Discerning—and making—what is good.
Inscription on a gravestone found in North Africa: 'I, a captain in the Roman legions, have thoroughly considered the following truth. There are only two things in life, love and power, and no one can have them both at once.'
—Adam Zagajewski, Another Beauty (2000)
We seem to be living in a moment of renewed interest in Augustine of Hippo, and much of that interest concerns his teaching on love. In this issue of Comment we illuminate that interest, directly in "In search of the happy life," by David Naugle, and "The erotics of truth, and other scandalous lessons from Augustine of Hippo," by James K.A. Smith, and also by virtue of Augustine's subtle, subterranean influence in several short articles on things people love.
Zagajewski's Roman captain is sadly mistaken. Not only are love and power not mutually exclusive, they are mutually dependent. Furthermore, they are equally dependent on a common source. In those hearts where either Venus or Vulcan reigns absolute, wreckage follows surely. But both love and the power to make the world are divine gifts, gaining their coherence and possible harmony from a common source.
Cultural power, writes Andy Crouch in his forthcoming (and much anticipated—pre-order your copy from Hearts & Minds Bookstore now!) Culture Making, is "the ability to successfully propose a new cultural good." Such power depends on the discernment of goods that are good, and on the cultivation of loves that enable such discernment.
The well-tempered human life (cf. 2 Tim. 1:7) is one in which our loves guide our powerful making, and in which our loves are properly ordered—ultimately, toward their source.
John Maeda, president of the Rhode Island School of Design, writes:
Aichaku (ahy-chaw-koo) is the Japanese term for the sense of attachment one can feel for an artifact.
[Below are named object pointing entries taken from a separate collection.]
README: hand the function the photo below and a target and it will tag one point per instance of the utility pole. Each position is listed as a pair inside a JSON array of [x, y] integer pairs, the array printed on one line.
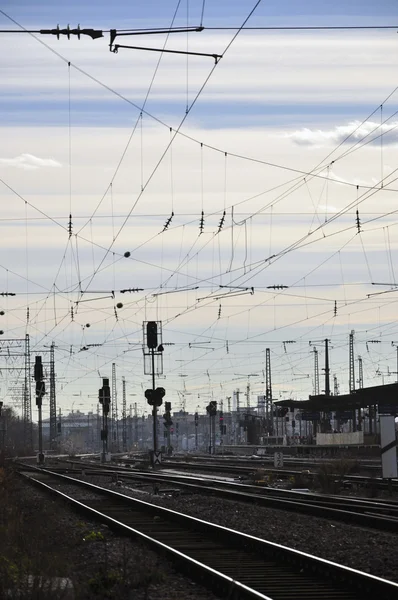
[[104, 396], [40, 391], [229, 419], [115, 426], [167, 424], [27, 400], [124, 416], [136, 425], [360, 373], [248, 395], [316, 372], [352, 376], [268, 393], [196, 430], [327, 369], [53, 403], [2, 436], [396, 344], [154, 396], [211, 409], [238, 415]]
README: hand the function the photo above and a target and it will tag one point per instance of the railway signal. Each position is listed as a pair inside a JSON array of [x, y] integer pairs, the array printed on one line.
[[104, 397], [211, 409], [40, 391]]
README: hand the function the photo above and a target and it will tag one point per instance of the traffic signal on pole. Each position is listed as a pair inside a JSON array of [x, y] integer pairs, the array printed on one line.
[[221, 418], [104, 395], [93, 33], [155, 397], [38, 369], [211, 408], [152, 334], [167, 417], [40, 387]]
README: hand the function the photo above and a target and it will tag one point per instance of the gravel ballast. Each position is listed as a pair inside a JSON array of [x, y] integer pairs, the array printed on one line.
[[44, 537], [357, 547]]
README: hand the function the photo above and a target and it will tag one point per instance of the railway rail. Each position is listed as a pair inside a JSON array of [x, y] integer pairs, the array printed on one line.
[[381, 515], [245, 470], [234, 564]]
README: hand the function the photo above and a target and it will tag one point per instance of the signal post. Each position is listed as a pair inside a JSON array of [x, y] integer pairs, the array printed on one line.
[[154, 396]]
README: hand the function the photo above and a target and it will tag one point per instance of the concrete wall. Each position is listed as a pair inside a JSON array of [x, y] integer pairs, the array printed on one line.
[[342, 439]]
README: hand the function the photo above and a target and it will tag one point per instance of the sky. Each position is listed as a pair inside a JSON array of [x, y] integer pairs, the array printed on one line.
[[274, 167]]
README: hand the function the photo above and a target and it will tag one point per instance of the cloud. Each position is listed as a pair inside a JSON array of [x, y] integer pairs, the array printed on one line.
[[338, 135], [28, 162]]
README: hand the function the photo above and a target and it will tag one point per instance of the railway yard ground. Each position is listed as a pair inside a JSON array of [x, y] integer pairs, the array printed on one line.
[[42, 540], [42, 537]]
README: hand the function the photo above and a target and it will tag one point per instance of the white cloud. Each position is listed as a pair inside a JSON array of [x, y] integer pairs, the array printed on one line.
[[339, 133], [29, 162]]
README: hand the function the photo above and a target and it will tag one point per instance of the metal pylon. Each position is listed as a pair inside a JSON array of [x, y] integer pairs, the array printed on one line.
[[53, 403], [27, 400], [124, 417], [115, 427]]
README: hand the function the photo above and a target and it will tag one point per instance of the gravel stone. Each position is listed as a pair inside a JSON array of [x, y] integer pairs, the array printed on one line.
[[364, 549], [92, 555]]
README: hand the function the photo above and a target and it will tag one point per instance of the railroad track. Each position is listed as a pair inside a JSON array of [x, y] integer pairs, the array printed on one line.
[[380, 515], [235, 565], [245, 470]]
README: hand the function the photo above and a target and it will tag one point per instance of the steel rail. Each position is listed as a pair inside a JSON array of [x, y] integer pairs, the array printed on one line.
[[365, 513], [312, 577]]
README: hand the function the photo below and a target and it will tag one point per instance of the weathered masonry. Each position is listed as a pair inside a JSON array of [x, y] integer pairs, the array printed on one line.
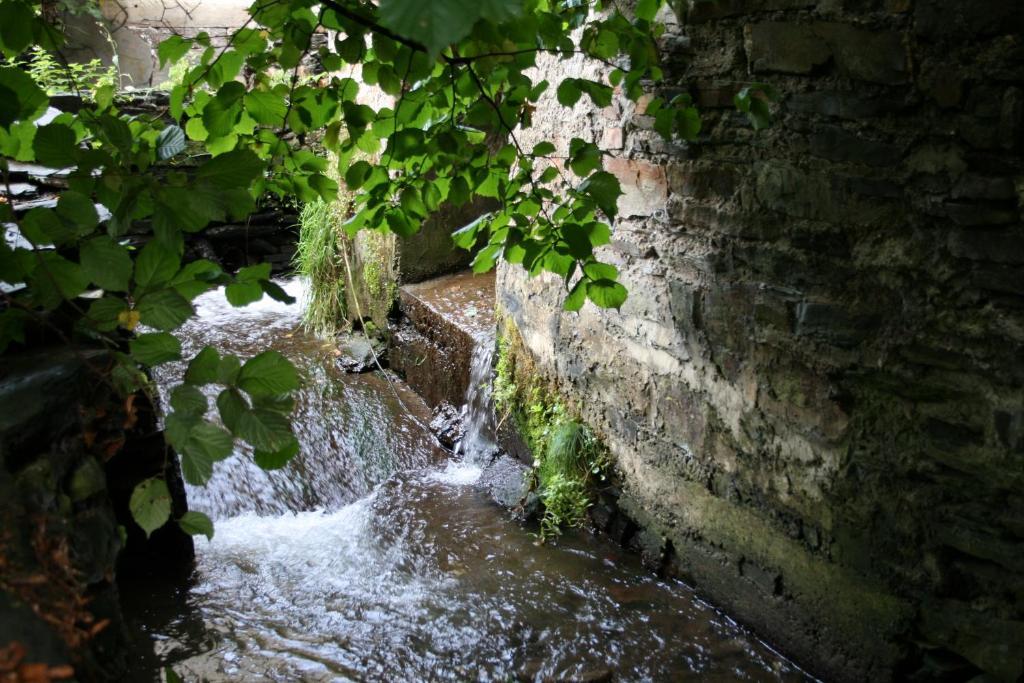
[[814, 391]]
When written by its two kanji characters, you can see that the first character means 'love' and the second one means 'fit.' 'Love-fit' describes a deeper kind of emotional attachment that a person can feel for an object. It is a kind of symbiotic love for an object that deserves affection not for what it does, but for what it is. Acknowledging the existence of aichakui in our built environment helps us to aspire to design artifacts that people will feel for, care for, and own for a lifetime (The Laws of Simplicity, 2006).
What I mean about the proper interdependence of love and power is more than aichaku, even as it includes aichaku. As Andy Crouch argues: "Human creativity . . . images God's creativity when it emerges from a lively, loving community of persons and, perhaps more important, when it participates in unlocking the full potential of what has gone before and creating possibilities for what will come later." The lovingness of such communities includes aichaku toward the good artifacts of the past and the possible artifacts of the future, points to love of the good practices of the past and the possible practices of the future, extends love of the good institutions of the past and the possible institutions of the future.
In this issue of Comment, we ask you to think thoughts with teachers of such loves, and such making.
Sidebar: Artifacts deserving aichaku
- Stabilo Sensor pens, with their finely sprung tips;
- Index cards, for their conviviality (in Ivan Illich's sense), versatility, and sortability;
- Google and Gmail, for their prompt assistance in the mustering of sought words, but also for their surface simplicity;
- Bluntstone boots—sturdy but easy to slip on and off;
- The hardcover calfskin journaling Bible published by Crossway Bibles, for its notemaking ease, handsome look, buttery feel, and manly fragrance.